助け合いの統合教育学ぶ 体験者語る集いに30人
健常者と障害者が寮で共同生活をしながら共に学んでいるデンマークの成人学校を紹介する集いが19日、越谷市役所エントランス棟多目的ホールで行われた。その一つに留学した橋本育実さん(34)と髙木沙祐里さん(26)が、「過ごしてみて知ったエグモント・ホイスコーレンのはなし」と題して体験談を語った。主催した「インクルーシブ教育を考える会」代表の福田直実さん(37)が司会を務め、30人が集まった。
2人が留学したエグモント校は、「フォルケ・ホイスコーレ」と呼ばれる全寮制の成人学校の一つ。約220人の生徒のうち6割が健常者、4割が何らかの障害を持っている。1970年から障害者には健常者がヘルパーとしてつき、障害者が自分の介護に合った学生にお金を払って雇うシステムが作られ、統合教育を開始した。寮や学校では、障害の有無に関わらず、みんなが助け合い、共に暮らし学んでいる。
橋本さんは、おいが「ドラベ症候群」という難治性てんかんを患っていることから、半年間留学した。「いい点は同世代が介助する環境。日本のように介助者が高齢者でなく、同世代だから話も合うし、楽しい時間を過ごせる」と言う。生活は「障害者に雇われているから、彼らをボスと呼ぶんです」。パーティーでは障害の有無に関係なく盛り上がり、ダウン症の人が筋トレをして筋肉隆々になったことなど、統合教育の良さを話した。

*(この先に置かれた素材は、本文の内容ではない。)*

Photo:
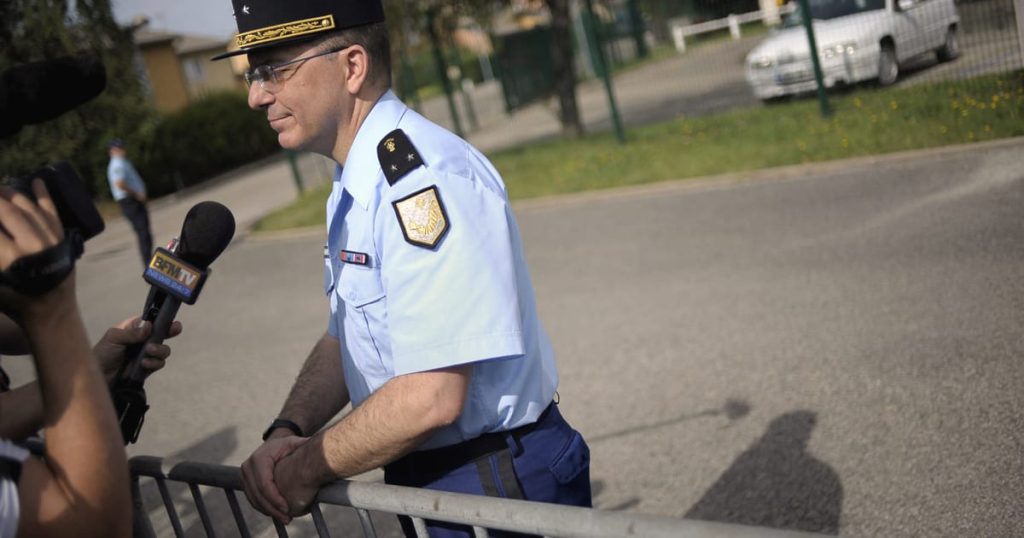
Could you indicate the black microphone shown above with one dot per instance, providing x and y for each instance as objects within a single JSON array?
[
  {"x": 176, "y": 277},
  {"x": 42, "y": 90}
]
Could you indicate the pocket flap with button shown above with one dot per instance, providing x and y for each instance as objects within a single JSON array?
[{"x": 359, "y": 286}]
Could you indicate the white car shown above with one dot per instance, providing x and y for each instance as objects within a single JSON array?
[{"x": 857, "y": 40}]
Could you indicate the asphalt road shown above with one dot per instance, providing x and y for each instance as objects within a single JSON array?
[{"x": 832, "y": 347}]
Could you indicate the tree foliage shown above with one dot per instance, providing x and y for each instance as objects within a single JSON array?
[{"x": 407, "y": 19}]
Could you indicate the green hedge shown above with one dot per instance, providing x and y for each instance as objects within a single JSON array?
[{"x": 206, "y": 138}]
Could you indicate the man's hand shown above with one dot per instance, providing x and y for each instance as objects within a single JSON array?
[
  {"x": 258, "y": 477},
  {"x": 29, "y": 228},
  {"x": 110, "y": 350},
  {"x": 291, "y": 481}
]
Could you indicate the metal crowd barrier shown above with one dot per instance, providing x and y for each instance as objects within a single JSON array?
[{"x": 477, "y": 511}]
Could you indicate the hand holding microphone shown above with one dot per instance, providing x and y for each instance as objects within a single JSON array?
[{"x": 176, "y": 277}]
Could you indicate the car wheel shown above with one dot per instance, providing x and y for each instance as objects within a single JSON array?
[
  {"x": 950, "y": 47},
  {"x": 888, "y": 67}
]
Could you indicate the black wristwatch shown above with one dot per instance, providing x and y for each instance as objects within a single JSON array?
[{"x": 285, "y": 423}]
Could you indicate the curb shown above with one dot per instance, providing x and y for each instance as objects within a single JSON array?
[{"x": 779, "y": 173}]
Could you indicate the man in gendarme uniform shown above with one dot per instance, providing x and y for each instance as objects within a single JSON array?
[{"x": 433, "y": 334}]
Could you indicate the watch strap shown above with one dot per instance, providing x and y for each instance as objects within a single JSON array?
[{"x": 285, "y": 423}]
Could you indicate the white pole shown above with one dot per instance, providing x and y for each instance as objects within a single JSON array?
[
  {"x": 1019, "y": 10},
  {"x": 769, "y": 12}
]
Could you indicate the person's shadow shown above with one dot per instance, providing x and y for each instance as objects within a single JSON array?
[{"x": 776, "y": 483}]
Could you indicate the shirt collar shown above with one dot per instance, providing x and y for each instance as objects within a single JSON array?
[{"x": 363, "y": 170}]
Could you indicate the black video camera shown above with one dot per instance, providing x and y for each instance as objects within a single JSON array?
[
  {"x": 33, "y": 93},
  {"x": 40, "y": 273}
]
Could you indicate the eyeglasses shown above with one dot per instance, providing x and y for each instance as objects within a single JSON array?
[{"x": 270, "y": 77}]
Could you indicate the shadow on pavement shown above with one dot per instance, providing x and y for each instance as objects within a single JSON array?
[{"x": 776, "y": 483}]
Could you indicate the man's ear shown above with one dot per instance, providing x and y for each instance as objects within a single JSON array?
[{"x": 356, "y": 68}]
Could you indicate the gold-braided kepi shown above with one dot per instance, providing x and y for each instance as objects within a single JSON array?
[{"x": 271, "y": 23}]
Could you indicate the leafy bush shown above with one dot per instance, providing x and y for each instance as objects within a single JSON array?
[{"x": 206, "y": 138}]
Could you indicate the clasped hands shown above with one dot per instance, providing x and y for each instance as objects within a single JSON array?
[{"x": 274, "y": 482}]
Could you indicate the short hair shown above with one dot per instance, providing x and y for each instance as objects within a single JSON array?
[{"x": 374, "y": 38}]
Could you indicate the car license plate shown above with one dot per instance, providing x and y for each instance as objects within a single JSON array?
[{"x": 793, "y": 77}]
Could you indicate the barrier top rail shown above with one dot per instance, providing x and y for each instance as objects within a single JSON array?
[{"x": 477, "y": 511}]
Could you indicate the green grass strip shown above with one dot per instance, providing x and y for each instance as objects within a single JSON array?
[{"x": 864, "y": 122}]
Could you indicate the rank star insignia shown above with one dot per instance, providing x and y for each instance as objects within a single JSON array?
[
  {"x": 422, "y": 217},
  {"x": 397, "y": 156}
]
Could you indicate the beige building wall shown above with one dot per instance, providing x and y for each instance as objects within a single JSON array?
[
  {"x": 204, "y": 77},
  {"x": 165, "y": 75}
]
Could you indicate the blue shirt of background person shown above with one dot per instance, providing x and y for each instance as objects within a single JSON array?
[{"x": 120, "y": 171}]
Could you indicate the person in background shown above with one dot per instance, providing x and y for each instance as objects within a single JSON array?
[{"x": 129, "y": 192}]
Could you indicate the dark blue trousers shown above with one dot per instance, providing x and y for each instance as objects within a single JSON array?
[
  {"x": 135, "y": 212},
  {"x": 547, "y": 461}
]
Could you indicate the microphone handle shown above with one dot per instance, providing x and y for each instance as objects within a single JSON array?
[
  {"x": 161, "y": 328},
  {"x": 127, "y": 392}
]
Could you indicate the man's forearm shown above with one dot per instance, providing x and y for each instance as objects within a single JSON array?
[
  {"x": 396, "y": 419},
  {"x": 29, "y": 403},
  {"x": 320, "y": 391},
  {"x": 83, "y": 443}
]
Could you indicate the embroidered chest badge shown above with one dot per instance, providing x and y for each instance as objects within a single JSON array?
[{"x": 422, "y": 217}]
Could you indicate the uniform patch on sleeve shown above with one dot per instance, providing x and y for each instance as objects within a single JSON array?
[
  {"x": 422, "y": 217},
  {"x": 397, "y": 156}
]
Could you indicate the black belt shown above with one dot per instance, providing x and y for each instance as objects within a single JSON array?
[{"x": 434, "y": 462}]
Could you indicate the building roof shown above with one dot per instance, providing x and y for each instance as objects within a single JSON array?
[{"x": 182, "y": 43}]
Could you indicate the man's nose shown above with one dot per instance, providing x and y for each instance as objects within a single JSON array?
[{"x": 259, "y": 97}]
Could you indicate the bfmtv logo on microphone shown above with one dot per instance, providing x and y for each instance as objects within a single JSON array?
[{"x": 179, "y": 279}]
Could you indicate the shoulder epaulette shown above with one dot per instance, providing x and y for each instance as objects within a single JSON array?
[{"x": 397, "y": 156}]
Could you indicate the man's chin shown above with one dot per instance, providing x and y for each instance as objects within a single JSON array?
[{"x": 290, "y": 141}]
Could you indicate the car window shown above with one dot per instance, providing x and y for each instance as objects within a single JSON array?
[{"x": 825, "y": 9}]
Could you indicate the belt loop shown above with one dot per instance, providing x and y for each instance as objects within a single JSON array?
[{"x": 512, "y": 440}]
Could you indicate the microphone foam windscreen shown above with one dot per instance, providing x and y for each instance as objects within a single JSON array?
[
  {"x": 208, "y": 229},
  {"x": 42, "y": 90}
]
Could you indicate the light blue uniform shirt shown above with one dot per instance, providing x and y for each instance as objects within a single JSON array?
[
  {"x": 121, "y": 169},
  {"x": 410, "y": 308}
]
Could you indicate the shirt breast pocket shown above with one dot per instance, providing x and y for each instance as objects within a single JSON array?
[
  {"x": 358, "y": 287},
  {"x": 365, "y": 321}
]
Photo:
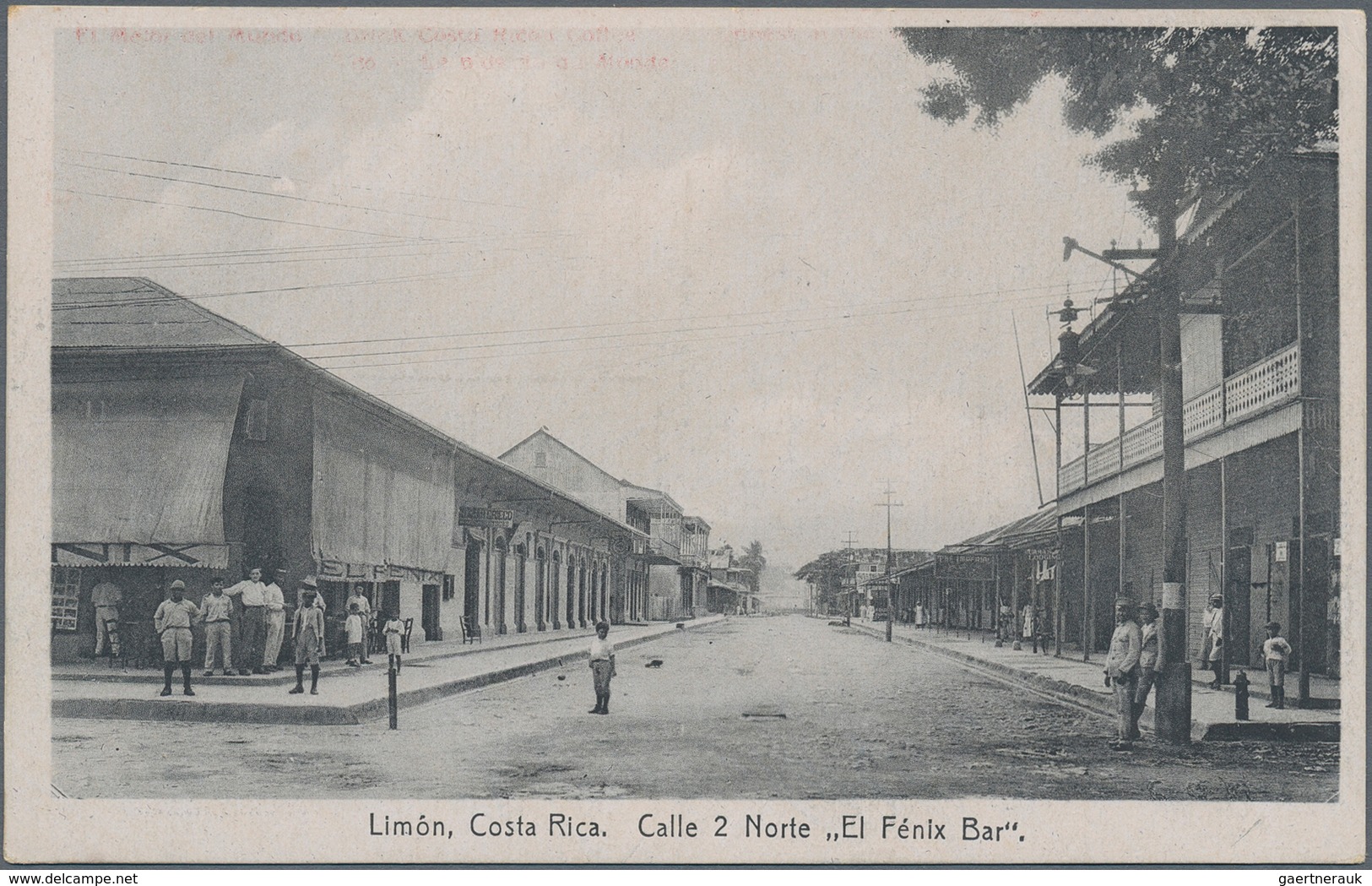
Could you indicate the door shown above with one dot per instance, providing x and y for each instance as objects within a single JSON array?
[{"x": 428, "y": 613}]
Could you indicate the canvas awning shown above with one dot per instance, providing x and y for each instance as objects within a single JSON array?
[
  {"x": 138, "y": 470},
  {"x": 383, "y": 490}
]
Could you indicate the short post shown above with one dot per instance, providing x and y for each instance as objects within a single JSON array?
[{"x": 393, "y": 698}]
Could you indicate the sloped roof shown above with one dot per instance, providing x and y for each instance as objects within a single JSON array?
[{"x": 133, "y": 312}]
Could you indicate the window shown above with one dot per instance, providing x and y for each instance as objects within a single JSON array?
[
  {"x": 66, "y": 597},
  {"x": 254, "y": 424}
]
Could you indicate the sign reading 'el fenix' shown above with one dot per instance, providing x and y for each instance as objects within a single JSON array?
[{"x": 485, "y": 517}]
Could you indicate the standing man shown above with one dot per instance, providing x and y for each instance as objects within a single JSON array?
[
  {"x": 173, "y": 624},
  {"x": 252, "y": 595},
  {"x": 603, "y": 666},
  {"x": 1150, "y": 663},
  {"x": 1123, "y": 670},
  {"x": 107, "y": 598},
  {"x": 1214, "y": 633},
  {"x": 274, "y": 602},
  {"x": 364, "y": 608},
  {"x": 219, "y": 638}
]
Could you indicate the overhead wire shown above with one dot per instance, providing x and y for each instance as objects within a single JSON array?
[{"x": 278, "y": 177}]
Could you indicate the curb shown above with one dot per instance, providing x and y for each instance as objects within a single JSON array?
[
  {"x": 1060, "y": 690},
  {"x": 323, "y": 715}
]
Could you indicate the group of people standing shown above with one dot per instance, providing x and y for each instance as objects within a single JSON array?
[{"x": 1134, "y": 664}]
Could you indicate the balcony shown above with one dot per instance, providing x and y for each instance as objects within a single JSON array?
[{"x": 1264, "y": 386}]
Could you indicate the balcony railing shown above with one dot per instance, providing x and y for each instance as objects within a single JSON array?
[{"x": 1264, "y": 386}]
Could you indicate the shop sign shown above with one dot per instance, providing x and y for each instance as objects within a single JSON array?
[
  {"x": 972, "y": 567},
  {"x": 485, "y": 517}
]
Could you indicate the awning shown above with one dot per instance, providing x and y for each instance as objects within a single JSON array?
[
  {"x": 383, "y": 492},
  {"x": 138, "y": 470}
]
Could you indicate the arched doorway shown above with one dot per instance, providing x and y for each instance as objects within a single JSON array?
[
  {"x": 555, "y": 573},
  {"x": 501, "y": 565}
]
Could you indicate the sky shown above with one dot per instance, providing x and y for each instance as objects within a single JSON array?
[{"x": 735, "y": 264}]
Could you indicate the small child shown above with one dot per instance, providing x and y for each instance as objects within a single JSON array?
[
  {"x": 393, "y": 630},
  {"x": 355, "y": 635},
  {"x": 1275, "y": 653}
]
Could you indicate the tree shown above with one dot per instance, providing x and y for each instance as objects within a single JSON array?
[
  {"x": 1202, "y": 106},
  {"x": 753, "y": 558}
]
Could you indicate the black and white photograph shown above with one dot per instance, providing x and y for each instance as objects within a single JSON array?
[{"x": 682, "y": 437}]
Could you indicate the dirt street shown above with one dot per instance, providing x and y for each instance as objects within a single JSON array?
[{"x": 750, "y": 708}]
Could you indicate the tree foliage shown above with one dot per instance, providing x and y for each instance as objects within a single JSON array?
[{"x": 1202, "y": 106}]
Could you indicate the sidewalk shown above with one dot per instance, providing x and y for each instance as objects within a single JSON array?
[
  {"x": 1082, "y": 683},
  {"x": 347, "y": 696}
]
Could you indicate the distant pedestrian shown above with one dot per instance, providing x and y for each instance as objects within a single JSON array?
[
  {"x": 355, "y": 631},
  {"x": 107, "y": 597},
  {"x": 394, "y": 628},
  {"x": 252, "y": 595},
  {"x": 1214, "y": 634},
  {"x": 1150, "y": 663},
  {"x": 274, "y": 609},
  {"x": 1277, "y": 652},
  {"x": 309, "y": 638},
  {"x": 171, "y": 622},
  {"x": 217, "y": 611},
  {"x": 1123, "y": 670},
  {"x": 603, "y": 666}
]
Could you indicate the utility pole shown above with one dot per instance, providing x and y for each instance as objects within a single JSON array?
[{"x": 891, "y": 609}]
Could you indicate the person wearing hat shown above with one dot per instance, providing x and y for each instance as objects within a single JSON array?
[
  {"x": 274, "y": 606},
  {"x": 1277, "y": 652},
  {"x": 1123, "y": 670},
  {"x": 1150, "y": 663},
  {"x": 1214, "y": 634},
  {"x": 603, "y": 666},
  {"x": 171, "y": 622},
  {"x": 309, "y": 638}
]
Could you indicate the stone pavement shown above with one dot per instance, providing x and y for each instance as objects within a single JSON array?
[
  {"x": 1082, "y": 683},
  {"x": 346, "y": 694}
]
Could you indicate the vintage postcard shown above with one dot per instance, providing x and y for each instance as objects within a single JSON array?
[{"x": 682, "y": 437}]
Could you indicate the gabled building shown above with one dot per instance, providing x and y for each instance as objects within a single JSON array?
[{"x": 1260, "y": 364}]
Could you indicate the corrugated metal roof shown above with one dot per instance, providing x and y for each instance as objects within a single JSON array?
[{"x": 133, "y": 312}]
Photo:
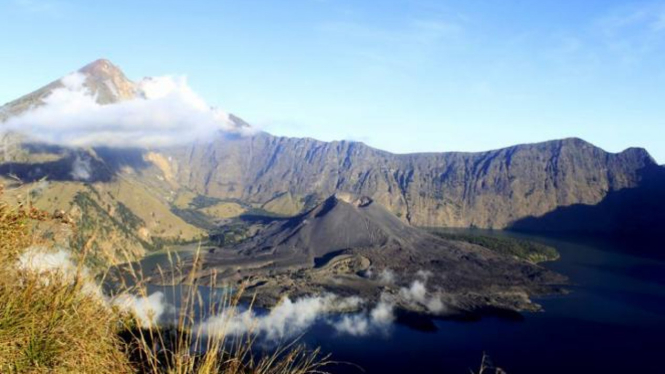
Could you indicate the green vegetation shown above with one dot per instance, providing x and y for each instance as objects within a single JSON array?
[
  {"x": 57, "y": 321},
  {"x": 524, "y": 249}
]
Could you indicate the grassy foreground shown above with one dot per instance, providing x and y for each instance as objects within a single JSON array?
[{"x": 56, "y": 320}]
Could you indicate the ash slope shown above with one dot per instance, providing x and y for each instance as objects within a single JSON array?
[{"x": 349, "y": 246}]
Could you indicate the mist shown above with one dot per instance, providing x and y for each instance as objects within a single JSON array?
[{"x": 165, "y": 112}]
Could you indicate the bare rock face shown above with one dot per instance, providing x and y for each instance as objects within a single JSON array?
[
  {"x": 496, "y": 189},
  {"x": 103, "y": 79},
  {"x": 487, "y": 190}
]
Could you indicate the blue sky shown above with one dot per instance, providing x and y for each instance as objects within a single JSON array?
[{"x": 405, "y": 76}]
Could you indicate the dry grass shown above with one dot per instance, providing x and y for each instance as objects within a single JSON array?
[{"x": 52, "y": 325}]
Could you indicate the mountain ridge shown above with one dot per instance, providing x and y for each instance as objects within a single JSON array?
[{"x": 496, "y": 189}]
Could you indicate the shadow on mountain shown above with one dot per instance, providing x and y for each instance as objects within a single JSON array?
[
  {"x": 118, "y": 158},
  {"x": 65, "y": 164},
  {"x": 627, "y": 212},
  {"x": 68, "y": 168}
]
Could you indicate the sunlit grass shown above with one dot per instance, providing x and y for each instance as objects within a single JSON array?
[{"x": 52, "y": 323}]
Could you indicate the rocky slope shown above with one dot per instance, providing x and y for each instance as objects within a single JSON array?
[
  {"x": 488, "y": 190},
  {"x": 353, "y": 246},
  {"x": 180, "y": 192}
]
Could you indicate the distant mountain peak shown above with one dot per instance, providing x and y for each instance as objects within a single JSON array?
[{"x": 108, "y": 82}]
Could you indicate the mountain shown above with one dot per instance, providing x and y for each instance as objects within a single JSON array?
[
  {"x": 144, "y": 198},
  {"x": 491, "y": 189},
  {"x": 352, "y": 245},
  {"x": 102, "y": 78}
]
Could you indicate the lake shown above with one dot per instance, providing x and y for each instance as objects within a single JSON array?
[{"x": 613, "y": 321}]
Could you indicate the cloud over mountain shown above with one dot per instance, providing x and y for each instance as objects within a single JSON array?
[{"x": 164, "y": 111}]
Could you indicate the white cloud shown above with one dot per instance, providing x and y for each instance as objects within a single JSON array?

一方、髙木さんは10歳の時に筋ジストロフィーと診断され、現在、電動車いすユーザー。「私立高校にいたので周りに介助を頼めなかった。エグモントのように小さい頃から(健常者と障害者が)一緒にいる時間を増やせば、自然な形で過ごせる」と話し、インクルーシブという言葉をなくすことが必要だと強調した。その後、参加者が意見交換を行った。
文教大学学習ボランティア部の山下慶さん(20)は、「デンマークと日本でこの差を生んでいるのは何なのか。エグモントでは雇用関係が成り立ち、互いにリスペクトするのがいい」と話す。ドラベ症候群の子どもを持つ学校教諭は「10年前と比べると、障害意識が高くなってきている。今、息子は5歳。小、中学校で変わってくれば、子どもが世の中に出た時、(障害が)当たり前の社会になるのでは」と夫婦で熱心に聞き入っていた。
「インクルーシブ教育を考える会」は、難病の子どもを抱える福田さんが2022年5月に設立した。「インクルーシブな教育現場とはどういうものか。そうでない現況を知ってもらいたい。同じ思いを持った人とつながりたい」と話していた。